India climbed to the 15th spot among the world’s top foreign direct investment (FDI) destinations in 2024, according to the United Nations Conference on Trade and Development (UNCTAD). It remained the dominant FDI recipient in South Asia, drawing the vast majority of inflows.
FDI inflows into India dipped slightly to $27.6 billion in 2024, from $28.1 billion in 2023. Yet, India moved up from 16th to 15th place globally, as per the UNCTAD World Investment Report 2025.
Meanwhile, capital expenditure projections for new projects surged. “India stood out with projected capital expenditures up by more than a quarter to $110 billion, almost a third of the total in Asia,” the report stated.
India Sees Surge in Greenfield Projects
India ranked fourth globally in greenfield projects, with 1,080 new announcements in 2024. These projects continue to fuel investment in the digital economy, especially in developing nations.
Indian investors increased their greenfield project announcements by 20 per cent. This growth placed India among the top 10 global investor countries. Additionally, India ranked in the top five for international project finance deals, securing 97 such transactions.
However, while developed nations saw gains in project value and number, developing countries reported declines. This trend reversed the pattern observed in 2023.
Manufacturing and Energy Sectors Drive Investment
Semiconductor and basic metals projects boosted India’s manufacturing activity in 2024. The energy and gas supply sector remained the highest by project value, accounting for 14 per cent of the total.
That sector showed the highest average project size at $584 million. Large-scale developments, including solar farms, wind parks, LNG terminals, and power transmission lines, led this growth.
Moreover, the energy sector value rose by 12 per cent. India’s national energy transition plans and blended finance models supported this growth, along with similar efforts in Indonesia and Viet Nam.
Globally, FDI fell by 11 per cent, marking a second year of decline.

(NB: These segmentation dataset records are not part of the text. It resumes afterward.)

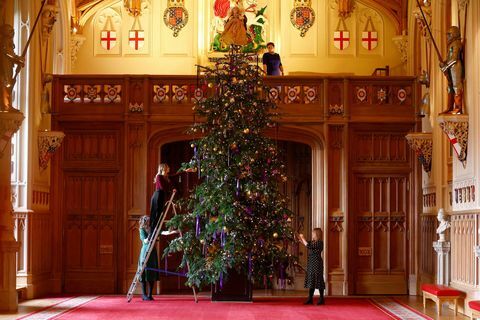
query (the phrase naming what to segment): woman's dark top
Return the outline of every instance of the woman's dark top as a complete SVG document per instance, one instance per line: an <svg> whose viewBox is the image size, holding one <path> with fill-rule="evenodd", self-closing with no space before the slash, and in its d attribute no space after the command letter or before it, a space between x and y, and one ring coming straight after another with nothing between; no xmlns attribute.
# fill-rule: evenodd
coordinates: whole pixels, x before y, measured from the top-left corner
<svg viewBox="0 0 480 320"><path fill-rule="evenodd" d="M262 60L263 64L267 66L267 75L279 76L282 74L280 71L282 62L280 61L280 55L278 53L266 52L263 54Z"/></svg>
<svg viewBox="0 0 480 320"><path fill-rule="evenodd" d="M308 241L307 243L307 273L305 274L305 288L325 289L323 280L323 241Z"/></svg>
<svg viewBox="0 0 480 320"><path fill-rule="evenodd" d="M158 220L163 211L165 201L167 201L167 193L170 192L171 185L168 178L158 175L155 178L155 192L150 200L150 228L155 229Z"/></svg>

Still, overall FDI flows rose by 4 per cent to $1.5 trillion due to volatile financial conduit flows through European economies.
UNCTAD Secretary-General Rebeca Grynspan noted that many economies remain left behind. “The system still sends capital where it’s easiest, not where it’s needed,” she said.
She urged alignment between public and private investment and global development goals. “With trust and proper direction, today’s volatility can become tomorrow’s opportunity,” she added.